Our daughter approached us nearly in tears asking to attend the peaceful protests in D.C. She is a fearless advocate and always has been for several causes. Rounding up friends or even going by herself when no one can accompany her, if there is a cause, she has an opinion and a plan. Gifted and 2e people need expression for their passions and causes. Of utmost importance right now, when we are socially isolated, is to find safe ways to effectuate change and feel as though you can do something.
My daughter and her friends have launched a “chalk campaign” creating protest art on our local streets – sending messages of resistance, hope and remembrance. Sometimes they draw a fist or write “Black Lives Matter” or “Rest in Power.” Sometimes they urge the reader to remember, listing names of victims. While it isn’t their first choice for how to protest, they found a creative way to amplify their voices and spread the word.
With an upsurge in violence at formerly peaceful protests, where danger is inherent not only because of clashing sides, but because of the silent and invisible coronavirus, our twice exceptional kids are feeling exceptionally sidelined and compromised. An ongoing seemingly systematic inability to cause change, counter to the utter need to bring meaning to the world, gifted and twice exceptional kids are set up for existential angst. And here it is; brutality and confusion, mistrust and fear. It seems there is always fear. These two impossible situations; an unprecedented disease and all of its fallout juxtaposed with a cause worth fighting for – each affecting the other in a way that stymies the empath and threatens to silence the advocate.
All the world’s pent up emotion and frustrations from the past four months are bubbling up. Patience is gone, fatigue is rampant, and emotion is at an all-time high. We mourn the loss of life, economic loss, the loss of ventures, and change to pretty much everything we’ve ever known it. We mourn the loss of interaction and freedom but worst of all, I think, we mourn the loss of expression – shutting ourselves away and the unexpected consequence of shutting us up. This is not “the new normal,” it’s the “always abnormal.” Every day, just when we think it can’t get worse, something shocking occurs. This is why, with no end in sight, it is necessary to find creative opportunities and alternate ways to communicate feelings and fears.

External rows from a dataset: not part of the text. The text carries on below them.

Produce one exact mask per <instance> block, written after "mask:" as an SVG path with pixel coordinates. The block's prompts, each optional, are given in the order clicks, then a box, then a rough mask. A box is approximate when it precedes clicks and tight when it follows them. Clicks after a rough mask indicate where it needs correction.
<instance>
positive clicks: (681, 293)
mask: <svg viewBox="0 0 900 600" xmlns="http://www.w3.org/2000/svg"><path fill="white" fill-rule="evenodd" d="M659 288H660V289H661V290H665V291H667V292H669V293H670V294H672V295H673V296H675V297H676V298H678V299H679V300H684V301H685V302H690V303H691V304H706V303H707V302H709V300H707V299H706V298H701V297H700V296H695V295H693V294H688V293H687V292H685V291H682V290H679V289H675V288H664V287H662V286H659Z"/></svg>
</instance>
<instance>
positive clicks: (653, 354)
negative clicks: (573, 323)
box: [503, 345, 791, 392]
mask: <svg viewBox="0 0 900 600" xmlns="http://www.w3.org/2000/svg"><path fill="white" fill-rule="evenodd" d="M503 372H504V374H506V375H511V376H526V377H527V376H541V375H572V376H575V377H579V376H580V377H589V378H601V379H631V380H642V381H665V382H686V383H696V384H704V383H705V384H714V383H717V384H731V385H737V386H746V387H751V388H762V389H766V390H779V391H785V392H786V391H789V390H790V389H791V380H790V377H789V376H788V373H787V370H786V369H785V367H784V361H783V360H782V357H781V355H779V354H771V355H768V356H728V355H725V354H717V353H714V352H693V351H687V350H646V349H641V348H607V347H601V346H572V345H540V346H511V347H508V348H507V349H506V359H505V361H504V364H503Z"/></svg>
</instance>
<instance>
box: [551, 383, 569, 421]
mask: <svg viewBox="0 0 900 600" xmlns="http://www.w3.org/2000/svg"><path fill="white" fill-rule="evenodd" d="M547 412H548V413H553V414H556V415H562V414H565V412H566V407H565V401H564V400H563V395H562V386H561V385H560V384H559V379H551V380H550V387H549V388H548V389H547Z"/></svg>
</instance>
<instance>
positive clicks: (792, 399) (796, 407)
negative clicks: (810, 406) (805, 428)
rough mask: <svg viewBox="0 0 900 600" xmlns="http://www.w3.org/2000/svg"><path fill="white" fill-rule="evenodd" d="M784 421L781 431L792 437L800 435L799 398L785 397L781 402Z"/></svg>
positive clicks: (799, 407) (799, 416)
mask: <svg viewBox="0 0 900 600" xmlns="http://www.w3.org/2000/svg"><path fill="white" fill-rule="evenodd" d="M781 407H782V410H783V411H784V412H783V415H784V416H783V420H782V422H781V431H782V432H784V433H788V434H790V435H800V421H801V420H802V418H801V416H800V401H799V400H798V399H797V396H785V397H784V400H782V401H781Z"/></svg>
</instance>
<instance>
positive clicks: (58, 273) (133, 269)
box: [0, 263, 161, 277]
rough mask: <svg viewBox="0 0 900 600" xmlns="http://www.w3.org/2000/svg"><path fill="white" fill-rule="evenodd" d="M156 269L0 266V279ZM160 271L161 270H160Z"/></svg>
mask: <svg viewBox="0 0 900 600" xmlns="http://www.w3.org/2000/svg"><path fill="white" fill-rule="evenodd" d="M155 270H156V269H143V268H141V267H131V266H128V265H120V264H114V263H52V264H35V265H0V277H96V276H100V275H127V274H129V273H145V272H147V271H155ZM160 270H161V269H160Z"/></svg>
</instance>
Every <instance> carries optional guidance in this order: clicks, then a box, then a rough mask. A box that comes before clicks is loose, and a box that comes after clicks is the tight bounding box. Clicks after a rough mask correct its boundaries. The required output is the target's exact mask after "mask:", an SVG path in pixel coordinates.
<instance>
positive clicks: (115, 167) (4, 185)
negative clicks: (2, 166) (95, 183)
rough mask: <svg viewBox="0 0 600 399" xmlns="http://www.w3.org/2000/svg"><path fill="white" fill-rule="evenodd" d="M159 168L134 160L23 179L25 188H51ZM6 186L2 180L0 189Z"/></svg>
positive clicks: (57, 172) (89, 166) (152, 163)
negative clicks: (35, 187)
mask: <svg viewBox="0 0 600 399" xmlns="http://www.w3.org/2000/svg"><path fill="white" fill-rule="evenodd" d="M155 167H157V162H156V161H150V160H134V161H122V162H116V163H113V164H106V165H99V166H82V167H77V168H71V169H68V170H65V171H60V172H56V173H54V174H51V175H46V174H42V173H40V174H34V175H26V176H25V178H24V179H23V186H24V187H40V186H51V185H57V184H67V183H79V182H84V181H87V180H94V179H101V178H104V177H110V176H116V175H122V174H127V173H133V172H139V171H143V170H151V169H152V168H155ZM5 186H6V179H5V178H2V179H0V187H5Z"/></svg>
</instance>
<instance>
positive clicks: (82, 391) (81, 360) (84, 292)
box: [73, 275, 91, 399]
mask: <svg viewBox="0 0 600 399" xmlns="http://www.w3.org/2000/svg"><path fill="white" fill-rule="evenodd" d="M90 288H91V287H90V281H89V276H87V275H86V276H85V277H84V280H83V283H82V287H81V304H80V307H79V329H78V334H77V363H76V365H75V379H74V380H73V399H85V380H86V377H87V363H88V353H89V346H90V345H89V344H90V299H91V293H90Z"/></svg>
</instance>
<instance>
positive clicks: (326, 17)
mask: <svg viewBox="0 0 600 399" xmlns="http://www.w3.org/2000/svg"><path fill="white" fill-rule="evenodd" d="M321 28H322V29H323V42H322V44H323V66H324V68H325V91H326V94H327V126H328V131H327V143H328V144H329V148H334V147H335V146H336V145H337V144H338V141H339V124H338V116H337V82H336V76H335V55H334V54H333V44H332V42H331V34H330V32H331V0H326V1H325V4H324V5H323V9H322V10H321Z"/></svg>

Knowing your gifted or 2e child’s profile, approach the subject of all the world’s woes. We cannot ignore what’s going on. If nothing else, your gifted or 2e empath feels the intensity and pressure pervading the world right now. Ask how they are feeling and ask what they are thinking about. Ask what confuses them and discuss what they think should happen. Wonder with them how to make change and brainstorm ideas for sharing your voices. If anyone can think of creative ways to address what’s happening in our world, it’s gifted and 2e kids. Start posting on social media and sharing in emails how you approach these issues with your kids and share their suggestions. Help your kids understand the un-understandable. This is our world and they need the words to express themselves and ask questions and ultimately hold adults accountable. We want the next generation to not be afraid to raise their voices and demand being heard. They must find a way to do this in order to save themselves and the rest of us.